Personal information
- Full name: Javier Rubio Haro
- Date of birth: 12 May 1999 (age 25)
- Place of birth: Madrid, Spain
- Position(s): Right back

Youth career
- Rayo Vallecano

Senior career*
- Years: Team / Apps / (Gls)
- 2017–2020: Rayo Vallecano B / 52 / (2)
- 2020–2023: Leganés B / 44 / (2)
- 2020–2022: Leganés / 1 / (0)
- Total:  / 97 / (4)

= Javi Rubio (footballer, born 1999) =

Spanish footballer

Javier "Javi" Rubio Haro (born 12 May 1999) is a Spanish retired footballer who played as a right back.

==Club career==
Born in Madrid, Rubio finished his formation with Rayo Vallecano. He made his senior debut with the reserves on 29 October 2017, playing the last seven minutes in a 1–0 Tercera División home win against CF San Agustín del Guadalix.

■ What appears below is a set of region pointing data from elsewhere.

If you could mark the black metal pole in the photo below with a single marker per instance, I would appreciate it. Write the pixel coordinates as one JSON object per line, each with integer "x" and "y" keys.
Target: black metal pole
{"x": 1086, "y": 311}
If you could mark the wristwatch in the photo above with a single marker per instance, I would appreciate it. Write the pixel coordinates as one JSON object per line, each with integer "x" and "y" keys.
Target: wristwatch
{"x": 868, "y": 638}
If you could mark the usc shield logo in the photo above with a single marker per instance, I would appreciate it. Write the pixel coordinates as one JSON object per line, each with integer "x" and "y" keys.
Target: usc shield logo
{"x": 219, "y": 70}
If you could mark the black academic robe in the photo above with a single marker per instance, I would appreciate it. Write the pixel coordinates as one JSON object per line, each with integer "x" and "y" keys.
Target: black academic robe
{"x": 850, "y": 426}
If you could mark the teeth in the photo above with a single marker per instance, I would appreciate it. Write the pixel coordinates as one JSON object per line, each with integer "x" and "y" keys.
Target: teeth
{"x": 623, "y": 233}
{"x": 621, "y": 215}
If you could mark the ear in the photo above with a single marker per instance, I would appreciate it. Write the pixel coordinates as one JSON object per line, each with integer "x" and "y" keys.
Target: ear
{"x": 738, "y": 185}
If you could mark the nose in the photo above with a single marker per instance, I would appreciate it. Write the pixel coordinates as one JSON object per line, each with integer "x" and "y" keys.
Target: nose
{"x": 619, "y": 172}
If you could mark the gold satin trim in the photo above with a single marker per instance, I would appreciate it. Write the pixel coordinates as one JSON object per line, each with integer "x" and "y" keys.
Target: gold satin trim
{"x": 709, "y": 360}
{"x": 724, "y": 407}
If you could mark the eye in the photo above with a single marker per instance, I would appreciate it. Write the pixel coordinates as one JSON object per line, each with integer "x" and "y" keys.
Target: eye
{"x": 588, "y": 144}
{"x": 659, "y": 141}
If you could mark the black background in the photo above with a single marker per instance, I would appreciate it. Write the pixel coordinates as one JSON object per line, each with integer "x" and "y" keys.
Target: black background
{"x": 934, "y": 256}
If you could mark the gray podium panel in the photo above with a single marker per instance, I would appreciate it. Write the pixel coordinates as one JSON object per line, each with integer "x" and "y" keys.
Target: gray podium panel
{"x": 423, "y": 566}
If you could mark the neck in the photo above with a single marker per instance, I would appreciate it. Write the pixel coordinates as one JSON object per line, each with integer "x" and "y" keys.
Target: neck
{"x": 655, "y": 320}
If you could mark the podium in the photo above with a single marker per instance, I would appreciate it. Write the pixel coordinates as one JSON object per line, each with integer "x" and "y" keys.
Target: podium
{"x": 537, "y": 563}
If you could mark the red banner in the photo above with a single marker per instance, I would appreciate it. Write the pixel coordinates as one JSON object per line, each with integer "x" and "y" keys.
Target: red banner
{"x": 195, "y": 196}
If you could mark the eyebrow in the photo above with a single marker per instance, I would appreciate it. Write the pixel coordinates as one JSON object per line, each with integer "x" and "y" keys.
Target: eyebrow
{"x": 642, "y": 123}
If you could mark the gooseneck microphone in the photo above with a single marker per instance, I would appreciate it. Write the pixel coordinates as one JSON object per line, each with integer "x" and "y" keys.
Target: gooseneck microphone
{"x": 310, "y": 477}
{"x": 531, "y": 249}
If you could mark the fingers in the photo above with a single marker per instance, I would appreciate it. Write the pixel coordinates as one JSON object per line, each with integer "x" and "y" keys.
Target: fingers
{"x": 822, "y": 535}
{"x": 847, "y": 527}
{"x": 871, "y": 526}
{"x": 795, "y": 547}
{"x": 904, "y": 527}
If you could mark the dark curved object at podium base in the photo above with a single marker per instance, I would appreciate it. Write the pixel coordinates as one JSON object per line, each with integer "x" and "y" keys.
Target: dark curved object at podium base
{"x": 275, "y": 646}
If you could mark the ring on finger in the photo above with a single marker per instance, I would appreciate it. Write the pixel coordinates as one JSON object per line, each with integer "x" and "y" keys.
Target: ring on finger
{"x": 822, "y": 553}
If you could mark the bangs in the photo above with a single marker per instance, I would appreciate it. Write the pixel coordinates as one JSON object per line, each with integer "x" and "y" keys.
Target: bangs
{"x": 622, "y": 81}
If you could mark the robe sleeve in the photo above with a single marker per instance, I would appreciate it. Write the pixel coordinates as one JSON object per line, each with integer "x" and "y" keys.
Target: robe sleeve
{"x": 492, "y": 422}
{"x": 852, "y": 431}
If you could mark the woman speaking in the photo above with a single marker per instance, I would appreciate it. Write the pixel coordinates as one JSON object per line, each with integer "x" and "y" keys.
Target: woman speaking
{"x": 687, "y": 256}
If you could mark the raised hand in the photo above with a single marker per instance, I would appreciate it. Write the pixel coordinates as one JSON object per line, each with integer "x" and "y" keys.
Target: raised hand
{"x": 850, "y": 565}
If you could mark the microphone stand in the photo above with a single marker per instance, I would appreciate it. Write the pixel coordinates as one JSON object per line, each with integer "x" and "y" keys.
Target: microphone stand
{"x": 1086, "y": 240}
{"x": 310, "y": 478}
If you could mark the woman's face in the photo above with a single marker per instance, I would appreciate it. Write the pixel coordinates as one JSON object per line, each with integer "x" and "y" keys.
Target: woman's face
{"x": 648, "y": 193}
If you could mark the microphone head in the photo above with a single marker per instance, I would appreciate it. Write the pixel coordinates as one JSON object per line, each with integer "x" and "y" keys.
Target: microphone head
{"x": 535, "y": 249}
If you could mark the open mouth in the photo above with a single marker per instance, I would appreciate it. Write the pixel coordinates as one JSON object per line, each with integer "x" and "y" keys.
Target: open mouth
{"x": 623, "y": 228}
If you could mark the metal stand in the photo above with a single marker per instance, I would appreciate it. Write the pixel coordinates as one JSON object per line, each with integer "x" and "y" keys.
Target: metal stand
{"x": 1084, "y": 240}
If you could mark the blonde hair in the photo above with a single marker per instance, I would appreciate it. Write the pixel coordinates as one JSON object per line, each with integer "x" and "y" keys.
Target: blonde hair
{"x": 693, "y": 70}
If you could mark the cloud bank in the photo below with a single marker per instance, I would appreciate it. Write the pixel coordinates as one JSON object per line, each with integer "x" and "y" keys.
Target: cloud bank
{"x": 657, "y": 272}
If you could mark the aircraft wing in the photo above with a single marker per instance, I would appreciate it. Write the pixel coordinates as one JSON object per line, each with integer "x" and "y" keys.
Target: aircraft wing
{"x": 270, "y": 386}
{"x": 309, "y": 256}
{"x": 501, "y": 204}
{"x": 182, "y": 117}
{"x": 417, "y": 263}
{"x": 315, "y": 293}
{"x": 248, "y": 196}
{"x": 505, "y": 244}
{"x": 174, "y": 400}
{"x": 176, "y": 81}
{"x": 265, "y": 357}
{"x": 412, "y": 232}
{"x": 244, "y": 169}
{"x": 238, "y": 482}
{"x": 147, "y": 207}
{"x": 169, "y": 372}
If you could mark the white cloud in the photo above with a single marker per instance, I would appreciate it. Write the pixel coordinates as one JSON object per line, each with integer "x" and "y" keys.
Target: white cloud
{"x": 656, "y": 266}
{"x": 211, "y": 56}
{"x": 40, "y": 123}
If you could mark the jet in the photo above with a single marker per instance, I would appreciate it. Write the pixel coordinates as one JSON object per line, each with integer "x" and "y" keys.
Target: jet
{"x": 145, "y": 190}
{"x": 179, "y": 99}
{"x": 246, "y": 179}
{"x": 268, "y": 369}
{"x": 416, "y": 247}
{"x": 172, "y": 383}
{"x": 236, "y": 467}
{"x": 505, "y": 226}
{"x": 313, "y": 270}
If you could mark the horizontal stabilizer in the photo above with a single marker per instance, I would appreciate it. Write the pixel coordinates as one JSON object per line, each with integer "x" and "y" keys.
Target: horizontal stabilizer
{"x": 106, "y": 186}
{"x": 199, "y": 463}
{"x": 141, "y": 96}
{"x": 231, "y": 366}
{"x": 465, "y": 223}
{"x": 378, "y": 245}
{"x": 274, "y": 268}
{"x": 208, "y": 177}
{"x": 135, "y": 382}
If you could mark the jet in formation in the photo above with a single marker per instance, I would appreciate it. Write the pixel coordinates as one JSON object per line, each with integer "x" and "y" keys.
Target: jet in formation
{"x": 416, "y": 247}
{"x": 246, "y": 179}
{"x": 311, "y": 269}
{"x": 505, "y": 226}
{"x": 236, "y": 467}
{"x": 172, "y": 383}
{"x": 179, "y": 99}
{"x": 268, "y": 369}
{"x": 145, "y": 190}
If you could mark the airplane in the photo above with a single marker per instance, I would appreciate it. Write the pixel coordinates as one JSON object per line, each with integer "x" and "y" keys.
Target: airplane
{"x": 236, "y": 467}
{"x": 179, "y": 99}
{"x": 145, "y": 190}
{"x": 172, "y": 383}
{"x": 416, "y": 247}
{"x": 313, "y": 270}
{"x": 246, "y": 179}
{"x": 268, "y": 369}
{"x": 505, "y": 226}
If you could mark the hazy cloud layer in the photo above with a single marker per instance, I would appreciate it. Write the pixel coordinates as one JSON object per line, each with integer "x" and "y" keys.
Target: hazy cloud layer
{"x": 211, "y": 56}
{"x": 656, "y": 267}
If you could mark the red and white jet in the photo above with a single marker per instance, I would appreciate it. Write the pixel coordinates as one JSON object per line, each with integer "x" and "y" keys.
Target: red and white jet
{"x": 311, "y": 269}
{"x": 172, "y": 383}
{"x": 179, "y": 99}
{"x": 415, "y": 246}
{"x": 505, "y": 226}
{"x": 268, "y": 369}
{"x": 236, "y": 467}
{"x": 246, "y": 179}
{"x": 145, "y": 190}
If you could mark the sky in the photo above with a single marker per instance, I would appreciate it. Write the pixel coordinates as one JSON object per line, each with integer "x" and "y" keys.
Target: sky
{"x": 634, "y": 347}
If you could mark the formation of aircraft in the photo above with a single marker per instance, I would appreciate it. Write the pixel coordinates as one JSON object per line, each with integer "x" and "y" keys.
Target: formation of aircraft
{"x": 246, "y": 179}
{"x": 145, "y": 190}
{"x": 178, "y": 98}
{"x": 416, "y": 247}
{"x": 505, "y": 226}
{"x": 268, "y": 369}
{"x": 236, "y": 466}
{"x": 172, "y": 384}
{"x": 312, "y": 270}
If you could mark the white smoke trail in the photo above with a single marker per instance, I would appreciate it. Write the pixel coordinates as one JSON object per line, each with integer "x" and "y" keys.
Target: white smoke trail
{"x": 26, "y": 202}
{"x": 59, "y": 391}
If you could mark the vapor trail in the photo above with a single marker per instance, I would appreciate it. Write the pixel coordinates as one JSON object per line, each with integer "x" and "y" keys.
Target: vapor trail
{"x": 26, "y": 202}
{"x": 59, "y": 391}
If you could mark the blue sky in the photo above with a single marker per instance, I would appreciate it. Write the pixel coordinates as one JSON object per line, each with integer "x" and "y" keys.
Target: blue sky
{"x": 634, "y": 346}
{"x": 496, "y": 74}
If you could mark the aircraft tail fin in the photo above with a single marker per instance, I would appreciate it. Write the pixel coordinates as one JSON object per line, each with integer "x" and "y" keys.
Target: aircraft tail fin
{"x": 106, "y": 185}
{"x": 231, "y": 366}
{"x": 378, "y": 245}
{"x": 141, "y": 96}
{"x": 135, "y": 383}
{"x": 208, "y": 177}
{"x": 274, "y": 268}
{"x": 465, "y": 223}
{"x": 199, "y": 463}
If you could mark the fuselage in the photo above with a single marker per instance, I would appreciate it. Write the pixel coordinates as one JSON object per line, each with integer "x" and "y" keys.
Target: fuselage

Rubio scored his first senior goal on 24 March 2019, netting the opener in a 2–0 home success over Villaverde San Andrés. In December, after being regularly called up by Paco Jémez to train with the first team, he suffered a knee injury which sidelined him for the remainder of the season.

On 16 September 2020, Rubio signed for CD Leganés, being initially assigned to the reserves also in the fourth division. Four days later he made his professional debut, starting in a 1–2 away loss against CD Lugo in the Segunda División.

Rubio spent the entire 2022–23 season nursing another knee injury, and announced his retirement at the age of 24 on 31 October 2023.